Terraform External Data Sources
Introduction
When working with Terraform, you'll sometimes need to incorporate data that exists outside of Terraform's native ecosystem. Perhaps you need to query an API, run a script, or process data in a way that Terraform doesn't natively support. This is where external data sources come into play.
External data sources in Terraform provide a bridge between your Terraform configuration and external programs or scripts. They allow you to execute external commands or scripts and use their output as data within your Terraform workflow.
In this guide, we'll explore how to use external data sources in Terraform, understand their use cases, and see practical examples of incorporating external data into your infrastructure code.
Understanding External Data Sources
The external
data source in Terraform allows you to run an external program and use its JSON output as a data source in your Terraform configuration.
Key Concepts
- External Program: Any executable program or script that can accept JSON input and produce JSON output.
- Data Exchange: Terraform communicates with the external program through JSON - sending data via stdin and receiving data via stdout.
- Query Parameter: Values passed to the external program.
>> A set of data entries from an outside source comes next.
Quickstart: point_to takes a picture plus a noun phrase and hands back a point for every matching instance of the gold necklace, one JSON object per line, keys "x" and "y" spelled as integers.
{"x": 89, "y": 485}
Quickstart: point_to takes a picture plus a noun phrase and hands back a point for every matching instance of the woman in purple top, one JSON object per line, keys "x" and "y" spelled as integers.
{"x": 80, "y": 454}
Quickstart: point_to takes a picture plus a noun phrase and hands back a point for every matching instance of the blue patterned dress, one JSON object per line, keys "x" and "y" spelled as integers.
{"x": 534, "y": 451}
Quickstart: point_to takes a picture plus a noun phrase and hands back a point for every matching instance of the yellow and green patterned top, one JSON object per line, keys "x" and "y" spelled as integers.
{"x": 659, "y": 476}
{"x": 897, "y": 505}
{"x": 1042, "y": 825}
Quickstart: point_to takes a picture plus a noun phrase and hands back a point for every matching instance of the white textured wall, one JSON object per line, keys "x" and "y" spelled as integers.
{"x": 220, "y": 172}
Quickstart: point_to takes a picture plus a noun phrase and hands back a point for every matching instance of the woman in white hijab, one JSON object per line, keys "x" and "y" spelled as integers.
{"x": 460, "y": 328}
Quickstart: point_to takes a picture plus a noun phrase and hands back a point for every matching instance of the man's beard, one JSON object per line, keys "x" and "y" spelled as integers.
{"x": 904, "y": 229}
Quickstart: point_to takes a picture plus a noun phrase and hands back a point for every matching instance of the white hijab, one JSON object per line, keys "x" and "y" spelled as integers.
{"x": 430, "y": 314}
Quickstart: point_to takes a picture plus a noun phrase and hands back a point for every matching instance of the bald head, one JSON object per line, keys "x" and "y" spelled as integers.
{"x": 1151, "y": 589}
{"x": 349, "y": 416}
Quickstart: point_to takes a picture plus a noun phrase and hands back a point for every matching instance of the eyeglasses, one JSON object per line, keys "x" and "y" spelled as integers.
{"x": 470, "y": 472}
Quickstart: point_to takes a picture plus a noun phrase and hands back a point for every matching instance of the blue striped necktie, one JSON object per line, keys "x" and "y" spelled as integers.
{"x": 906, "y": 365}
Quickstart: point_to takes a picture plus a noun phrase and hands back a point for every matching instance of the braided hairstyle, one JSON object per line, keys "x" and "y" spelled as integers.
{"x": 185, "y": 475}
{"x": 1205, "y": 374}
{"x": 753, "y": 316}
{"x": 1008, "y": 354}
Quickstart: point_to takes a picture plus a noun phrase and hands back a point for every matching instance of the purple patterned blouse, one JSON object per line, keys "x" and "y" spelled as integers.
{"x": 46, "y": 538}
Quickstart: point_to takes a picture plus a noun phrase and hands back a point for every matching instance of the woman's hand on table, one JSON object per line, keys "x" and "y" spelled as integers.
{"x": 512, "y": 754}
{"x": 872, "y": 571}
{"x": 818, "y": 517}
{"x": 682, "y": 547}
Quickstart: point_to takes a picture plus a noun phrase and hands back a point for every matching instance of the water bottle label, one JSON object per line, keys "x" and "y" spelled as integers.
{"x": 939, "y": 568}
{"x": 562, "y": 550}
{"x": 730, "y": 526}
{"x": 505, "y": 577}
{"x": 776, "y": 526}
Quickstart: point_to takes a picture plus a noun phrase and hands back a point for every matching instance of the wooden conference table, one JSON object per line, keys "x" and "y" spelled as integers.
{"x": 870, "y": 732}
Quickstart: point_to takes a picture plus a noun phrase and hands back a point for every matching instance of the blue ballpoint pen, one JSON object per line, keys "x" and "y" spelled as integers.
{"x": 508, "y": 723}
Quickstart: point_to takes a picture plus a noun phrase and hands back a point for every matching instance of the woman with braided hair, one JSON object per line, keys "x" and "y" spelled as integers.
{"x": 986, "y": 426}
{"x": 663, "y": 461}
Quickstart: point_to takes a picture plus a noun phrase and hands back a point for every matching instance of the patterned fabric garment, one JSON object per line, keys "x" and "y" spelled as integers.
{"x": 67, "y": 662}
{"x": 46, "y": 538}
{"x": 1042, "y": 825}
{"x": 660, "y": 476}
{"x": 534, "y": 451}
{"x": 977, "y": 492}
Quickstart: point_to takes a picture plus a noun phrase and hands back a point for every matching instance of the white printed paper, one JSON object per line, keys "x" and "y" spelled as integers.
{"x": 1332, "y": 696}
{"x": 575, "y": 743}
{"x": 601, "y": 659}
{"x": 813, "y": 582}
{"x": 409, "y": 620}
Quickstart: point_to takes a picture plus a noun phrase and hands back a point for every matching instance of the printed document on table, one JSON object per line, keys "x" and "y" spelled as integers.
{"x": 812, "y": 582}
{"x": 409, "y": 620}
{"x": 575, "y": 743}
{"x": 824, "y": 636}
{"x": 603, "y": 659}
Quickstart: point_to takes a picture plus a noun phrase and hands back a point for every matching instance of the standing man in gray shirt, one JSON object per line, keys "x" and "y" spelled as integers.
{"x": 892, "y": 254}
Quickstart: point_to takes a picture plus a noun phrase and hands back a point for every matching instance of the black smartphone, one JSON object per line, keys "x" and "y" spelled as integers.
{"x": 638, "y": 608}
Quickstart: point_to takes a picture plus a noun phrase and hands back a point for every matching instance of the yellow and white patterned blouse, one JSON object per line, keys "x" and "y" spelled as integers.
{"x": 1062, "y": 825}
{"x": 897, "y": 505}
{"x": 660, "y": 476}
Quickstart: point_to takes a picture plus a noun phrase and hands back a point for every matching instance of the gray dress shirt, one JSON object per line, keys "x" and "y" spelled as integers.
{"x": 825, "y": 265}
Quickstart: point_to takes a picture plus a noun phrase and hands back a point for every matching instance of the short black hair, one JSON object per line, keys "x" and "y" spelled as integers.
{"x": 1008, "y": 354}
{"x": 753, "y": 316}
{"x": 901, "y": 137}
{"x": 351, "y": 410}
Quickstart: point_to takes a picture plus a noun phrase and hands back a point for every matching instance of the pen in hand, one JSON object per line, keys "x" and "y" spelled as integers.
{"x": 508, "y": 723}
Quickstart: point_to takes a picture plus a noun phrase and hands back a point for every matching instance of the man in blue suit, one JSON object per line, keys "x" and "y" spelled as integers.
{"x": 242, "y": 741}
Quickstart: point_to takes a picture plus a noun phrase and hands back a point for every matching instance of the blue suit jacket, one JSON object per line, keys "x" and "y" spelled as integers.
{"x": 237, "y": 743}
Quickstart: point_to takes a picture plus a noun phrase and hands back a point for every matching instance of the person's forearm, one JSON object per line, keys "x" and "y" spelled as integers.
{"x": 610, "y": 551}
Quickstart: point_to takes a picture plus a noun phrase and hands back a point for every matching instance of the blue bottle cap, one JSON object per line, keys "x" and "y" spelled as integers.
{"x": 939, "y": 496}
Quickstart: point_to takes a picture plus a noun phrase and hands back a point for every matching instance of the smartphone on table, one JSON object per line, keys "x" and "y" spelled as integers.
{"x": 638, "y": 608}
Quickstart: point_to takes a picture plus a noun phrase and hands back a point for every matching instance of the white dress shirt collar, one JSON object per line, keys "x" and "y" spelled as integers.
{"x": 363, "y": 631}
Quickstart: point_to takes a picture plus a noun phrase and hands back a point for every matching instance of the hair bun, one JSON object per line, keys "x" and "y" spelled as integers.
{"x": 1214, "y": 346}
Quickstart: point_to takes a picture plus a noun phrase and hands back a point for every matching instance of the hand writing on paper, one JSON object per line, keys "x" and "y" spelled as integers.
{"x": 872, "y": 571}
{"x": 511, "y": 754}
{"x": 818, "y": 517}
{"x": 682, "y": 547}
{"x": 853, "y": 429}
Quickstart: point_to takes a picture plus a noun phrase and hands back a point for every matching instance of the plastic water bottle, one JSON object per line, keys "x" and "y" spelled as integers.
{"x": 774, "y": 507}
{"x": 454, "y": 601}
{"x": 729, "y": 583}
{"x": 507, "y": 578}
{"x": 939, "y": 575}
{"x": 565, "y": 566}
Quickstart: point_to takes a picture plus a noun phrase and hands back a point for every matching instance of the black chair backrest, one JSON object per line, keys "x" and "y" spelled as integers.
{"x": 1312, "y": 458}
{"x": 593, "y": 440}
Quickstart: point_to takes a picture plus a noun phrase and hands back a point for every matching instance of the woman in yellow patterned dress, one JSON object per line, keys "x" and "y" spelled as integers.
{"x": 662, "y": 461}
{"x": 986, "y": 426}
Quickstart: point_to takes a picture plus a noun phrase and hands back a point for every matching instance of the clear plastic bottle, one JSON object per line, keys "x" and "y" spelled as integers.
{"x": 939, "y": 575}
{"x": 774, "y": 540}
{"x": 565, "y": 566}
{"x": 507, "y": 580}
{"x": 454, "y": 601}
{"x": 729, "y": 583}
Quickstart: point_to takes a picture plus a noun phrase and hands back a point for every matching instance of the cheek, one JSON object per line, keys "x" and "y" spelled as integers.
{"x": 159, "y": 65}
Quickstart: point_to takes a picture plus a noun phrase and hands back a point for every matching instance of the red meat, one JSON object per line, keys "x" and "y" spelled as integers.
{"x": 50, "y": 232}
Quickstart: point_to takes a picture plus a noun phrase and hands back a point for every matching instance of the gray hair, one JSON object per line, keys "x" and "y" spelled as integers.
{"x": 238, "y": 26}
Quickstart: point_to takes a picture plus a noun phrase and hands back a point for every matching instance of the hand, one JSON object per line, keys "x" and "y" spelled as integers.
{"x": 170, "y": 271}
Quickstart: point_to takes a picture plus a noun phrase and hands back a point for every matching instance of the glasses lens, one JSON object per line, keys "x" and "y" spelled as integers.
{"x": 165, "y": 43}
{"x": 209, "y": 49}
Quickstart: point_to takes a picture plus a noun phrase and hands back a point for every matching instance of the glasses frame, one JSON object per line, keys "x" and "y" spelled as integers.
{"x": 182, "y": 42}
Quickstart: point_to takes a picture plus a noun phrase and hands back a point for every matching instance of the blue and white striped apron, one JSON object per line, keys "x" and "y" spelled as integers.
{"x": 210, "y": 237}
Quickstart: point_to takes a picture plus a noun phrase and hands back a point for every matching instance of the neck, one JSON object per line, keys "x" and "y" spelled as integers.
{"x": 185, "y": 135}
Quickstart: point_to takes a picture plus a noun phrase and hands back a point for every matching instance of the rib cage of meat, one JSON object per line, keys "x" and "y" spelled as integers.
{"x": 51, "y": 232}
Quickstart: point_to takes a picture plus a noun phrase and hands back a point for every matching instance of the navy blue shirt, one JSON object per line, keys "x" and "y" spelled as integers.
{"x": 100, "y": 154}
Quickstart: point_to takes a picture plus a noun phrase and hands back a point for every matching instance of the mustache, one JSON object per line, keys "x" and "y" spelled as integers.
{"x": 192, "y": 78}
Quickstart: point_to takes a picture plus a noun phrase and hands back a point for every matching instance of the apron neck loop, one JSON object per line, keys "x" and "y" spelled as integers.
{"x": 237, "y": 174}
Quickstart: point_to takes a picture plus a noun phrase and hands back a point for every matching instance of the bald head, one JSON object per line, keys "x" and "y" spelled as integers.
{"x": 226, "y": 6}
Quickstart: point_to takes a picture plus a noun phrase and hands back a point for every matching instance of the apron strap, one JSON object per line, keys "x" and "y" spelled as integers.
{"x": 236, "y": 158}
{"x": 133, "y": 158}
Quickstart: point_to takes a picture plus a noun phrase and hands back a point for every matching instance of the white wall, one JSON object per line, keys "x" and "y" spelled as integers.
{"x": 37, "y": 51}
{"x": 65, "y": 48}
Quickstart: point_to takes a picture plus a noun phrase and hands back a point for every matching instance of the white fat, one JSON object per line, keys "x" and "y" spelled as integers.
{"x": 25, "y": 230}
- Result: The JSON output from the external program, which becomes available as attributes in your Terraform configuration.
Basic Structure
data "external" "example" {
program = ["python", "${path.module}/script.py"]
query = {
# Input parameters to your script
param1 = "value1"
param2 = "value2"
}
}
After execution, you can access the results using: data.external.example.result
How It Works
Let's break down the execution flow:
Basic Example: IP Address Lookup
Let's create a simple example where we use an external data source to get our current public IP address:
Step 1: Create the External Script
First, create a Python script named get_ip.py
:
#!/usr/bin/env python3
import requests
import json
import sys
# Read input from stdin
input_data = json.load(sys.stdin)
# Get the current public IP address
try:
response = requests.get("https://api.ipify.org?format=json")
ip_data = response.json()
# Prepare output
output = {
"ip": ip_data["ip"]
}
# Add any input parameters to the output for demonstration
if "prefix" in input_data:
output["message"] = f"{input_data['prefix']}: {ip_data['ip']}"
# Return the output as JSON
print(json.dumps(output))
except Exception as e:
# Handle errors
print(json.dumps({"error": str(e)}))
sys.exit(1)
Make sure to make the script executable:
chmod +x get_ip.py
Step 2: Use the External Data Source in Terraform
Now, create a Terraform configuration file that uses this script:
data "external" "current_ip" {
program = ["python3", "${path.module}/get_ip.py"]
query = {
prefix = "Your IP address is"
}
}
output "current_ip" {
value = data.external.current_ip.result.ip
}
output "ip_message" {
value = data.external.current_ip.result.message
}
Step 3: Run Terraform
When you run terraform apply
, you'll see output similar to:
Outputs:
current_ip = "203.0.113.42"
ip_message = "Your IP address is: 203.0.113.42"
Real-World Example: Dynamic AWS Security Group Rules
Let's look at a more practical example where we use an external data source to dynamically generate security group rules based on server locations:
Step 1: Create a Script to Get Server IPs
Create a file named get_server_ips.py
:
#!/usr/bin/env python3
import json
import sys
import requests
# Read input
input_data = json.load(sys.stdin)
environment = input_data.get("environment", "dev")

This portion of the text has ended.